Typically these are very large companies with deep technical expertise in generative AI, lots of software engineering resources, lots of computational power available, and large financial resources. Take McKinsey, which boasts 45,000 employees and more than $15 billion in revenue. It has created a generative AI platform known as Lilli for internal use. McKinsey said Lilli enables the “synthesis of the firm’s vast stores of knowledge to bring our best insights, quickly and efficiently, to clients.” Stripe also appears to have done something similar by creating its own internal LLM. According to the founder and CEO, Patrick Collinson, one-third of its employees were using it every week earlier this year.

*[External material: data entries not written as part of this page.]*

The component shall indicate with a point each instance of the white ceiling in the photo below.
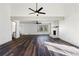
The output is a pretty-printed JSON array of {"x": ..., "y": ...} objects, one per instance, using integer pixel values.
[
  {"x": 51, "y": 9},
  {"x": 54, "y": 11}
]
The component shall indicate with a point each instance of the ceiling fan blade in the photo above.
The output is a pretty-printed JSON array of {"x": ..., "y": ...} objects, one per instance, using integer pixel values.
[
  {"x": 31, "y": 13},
  {"x": 32, "y": 10},
  {"x": 41, "y": 13},
  {"x": 40, "y": 9}
]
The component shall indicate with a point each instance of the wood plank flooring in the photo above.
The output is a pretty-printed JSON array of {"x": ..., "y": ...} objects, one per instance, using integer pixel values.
[{"x": 30, "y": 45}]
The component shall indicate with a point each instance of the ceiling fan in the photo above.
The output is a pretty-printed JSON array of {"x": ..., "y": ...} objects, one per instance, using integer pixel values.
[{"x": 37, "y": 11}]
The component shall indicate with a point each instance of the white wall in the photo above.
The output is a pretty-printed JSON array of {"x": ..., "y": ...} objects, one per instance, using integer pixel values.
[
  {"x": 69, "y": 27},
  {"x": 31, "y": 29},
  {"x": 5, "y": 23}
]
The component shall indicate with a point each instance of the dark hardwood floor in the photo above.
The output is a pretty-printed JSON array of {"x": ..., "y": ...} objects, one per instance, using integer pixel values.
[{"x": 30, "y": 45}]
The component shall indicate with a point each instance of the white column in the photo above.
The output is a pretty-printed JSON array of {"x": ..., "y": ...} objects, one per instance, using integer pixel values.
[{"x": 17, "y": 33}]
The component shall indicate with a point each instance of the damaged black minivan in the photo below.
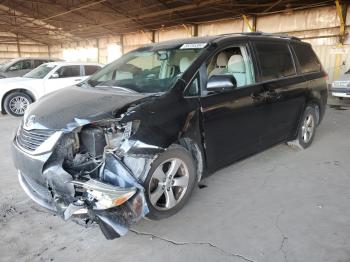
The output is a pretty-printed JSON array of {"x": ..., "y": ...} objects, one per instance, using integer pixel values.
[{"x": 135, "y": 138}]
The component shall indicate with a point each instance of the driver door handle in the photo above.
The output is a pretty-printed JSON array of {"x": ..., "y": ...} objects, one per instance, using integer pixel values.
[{"x": 266, "y": 96}]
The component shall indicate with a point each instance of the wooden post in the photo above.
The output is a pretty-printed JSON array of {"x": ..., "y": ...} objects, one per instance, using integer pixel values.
[
  {"x": 49, "y": 50},
  {"x": 195, "y": 30},
  {"x": 153, "y": 36},
  {"x": 18, "y": 46}
]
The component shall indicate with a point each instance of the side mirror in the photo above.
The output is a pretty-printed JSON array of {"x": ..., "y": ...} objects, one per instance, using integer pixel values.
[
  {"x": 222, "y": 83},
  {"x": 55, "y": 75}
]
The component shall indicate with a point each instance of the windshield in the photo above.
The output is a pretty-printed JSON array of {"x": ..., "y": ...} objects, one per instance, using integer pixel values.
[
  {"x": 40, "y": 72},
  {"x": 146, "y": 71}
]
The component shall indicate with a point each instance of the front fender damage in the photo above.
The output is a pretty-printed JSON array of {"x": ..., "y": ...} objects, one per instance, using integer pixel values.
[{"x": 95, "y": 176}]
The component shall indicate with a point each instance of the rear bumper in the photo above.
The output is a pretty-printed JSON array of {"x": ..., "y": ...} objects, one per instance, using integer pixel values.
[
  {"x": 37, "y": 193},
  {"x": 338, "y": 99}
]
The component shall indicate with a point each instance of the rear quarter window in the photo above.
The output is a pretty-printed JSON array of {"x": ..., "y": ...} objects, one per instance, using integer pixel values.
[
  {"x": 275, "y": 60},
  {"x": 307, "y": 59}
]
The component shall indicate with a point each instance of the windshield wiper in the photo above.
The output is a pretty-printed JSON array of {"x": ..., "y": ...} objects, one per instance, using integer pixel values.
[{"x": 119, "y": 87}]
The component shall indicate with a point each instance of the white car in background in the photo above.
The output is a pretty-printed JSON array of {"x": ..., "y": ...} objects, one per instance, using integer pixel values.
[{"x": 18, "y": 92}]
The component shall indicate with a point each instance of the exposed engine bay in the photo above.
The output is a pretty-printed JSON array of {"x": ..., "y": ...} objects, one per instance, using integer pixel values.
[
  {"x": 104, "y": 176},
  {"x": 92, "y": 176}
]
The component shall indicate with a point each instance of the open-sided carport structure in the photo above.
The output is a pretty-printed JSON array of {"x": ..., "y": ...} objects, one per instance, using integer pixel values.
[
  {"x": 49, "y": 22},
  {"x": 48, "y": 27}
]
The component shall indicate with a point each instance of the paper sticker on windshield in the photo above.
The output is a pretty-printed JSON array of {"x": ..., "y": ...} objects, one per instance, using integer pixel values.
[{"x": 193, "y": 46}]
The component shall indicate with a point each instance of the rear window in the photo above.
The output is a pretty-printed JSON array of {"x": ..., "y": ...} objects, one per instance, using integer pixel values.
[
  {"x": 39, "y": 62},
  {"x": 307, "y": 59},
  {"x": 275, "y": 60},
  {"x": 91, "y": 69}
]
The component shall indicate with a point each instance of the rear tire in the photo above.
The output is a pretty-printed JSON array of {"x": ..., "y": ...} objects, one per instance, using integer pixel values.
[
  {"x": 170, "y": 182},
  {"x": 16, "y": 103},
  {"x": 307, "y": 129}
]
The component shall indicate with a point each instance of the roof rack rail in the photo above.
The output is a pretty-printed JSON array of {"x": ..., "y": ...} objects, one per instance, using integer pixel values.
[{"x": 270, "y": 34}]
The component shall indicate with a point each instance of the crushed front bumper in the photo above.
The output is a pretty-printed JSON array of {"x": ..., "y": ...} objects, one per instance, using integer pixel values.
[{"x": 54, "y": 189}]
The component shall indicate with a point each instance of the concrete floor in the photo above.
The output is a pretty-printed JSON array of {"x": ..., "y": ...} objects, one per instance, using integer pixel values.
[{"x": 279, "y": 205}]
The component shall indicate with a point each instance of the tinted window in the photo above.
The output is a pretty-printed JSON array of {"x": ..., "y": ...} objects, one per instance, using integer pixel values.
[
  {"x": 275, "y": 60},
  {"x": 68, "y": 71},
  {"x": 90, "y": 70},
  {"x": 232, "y": 61},
  {"x": 40, "y": 72},
  {"x": 21, "y": 65},
  {"x": 307, "y": 59},
  {"x": 39, "y": 62}
]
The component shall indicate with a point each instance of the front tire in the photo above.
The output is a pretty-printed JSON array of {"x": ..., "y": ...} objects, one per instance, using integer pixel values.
[
  {"x": 170, "y": 182},
  {"x": 307, "y": 129},
  {"x": 16, "y": 103}
]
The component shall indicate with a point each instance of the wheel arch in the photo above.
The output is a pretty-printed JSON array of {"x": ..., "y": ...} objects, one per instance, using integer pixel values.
[
  {"x": 21, "y": 90},
  {"x": 197, "y": 154}
]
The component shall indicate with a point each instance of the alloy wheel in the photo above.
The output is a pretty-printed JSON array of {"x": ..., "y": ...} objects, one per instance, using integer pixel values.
[
  {"x": 18, "y": 104},
  {"x": 168, "y": 184},
  {"x": 307, "y": 128}
]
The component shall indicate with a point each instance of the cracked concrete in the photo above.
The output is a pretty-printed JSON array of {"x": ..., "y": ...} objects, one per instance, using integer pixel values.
[
  {"x": 279, "y": 205},
  {"x": 211, "y": 245}
]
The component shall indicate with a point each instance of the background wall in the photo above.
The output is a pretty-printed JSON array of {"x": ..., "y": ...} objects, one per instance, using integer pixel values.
[{"x": 318, "y": 26}]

Of course, the advantage of this approach is that you can build a solution that fits your exact needs. But there are major risks too, even if you have the resources to make it happen. Firstly, there’s no guarantee you’ll be able to reach parity with external platforms. Second, even if you can, it will likely require significant and ongoing investment to maintain and improve it, in order to keep pace with the market. Finally, it’s possible (and arguably likely) that a brand new technology comes along that completely supersedes what you’ve built.
That’s why, for most companies, buying a generative AI solution from a third party will be a better option.
A decision or a necessity?
In summary, the journey towards integrating generative AI into your organization a clear understanding of your goals and a strategy for successful deployment. There are rich rewards if you get it right, however, it is not without its challenges. It necessitates not only a technological shift but also a cultural one, with commitment to training, a willingness to adapt to new processes, and a vigilant approach to data security.
Ultimately, however, many businesses will be aware that generative AI will create significant competitive advantages for the first movers. In this new world, the decision may look like less of a choice and more of a necessity.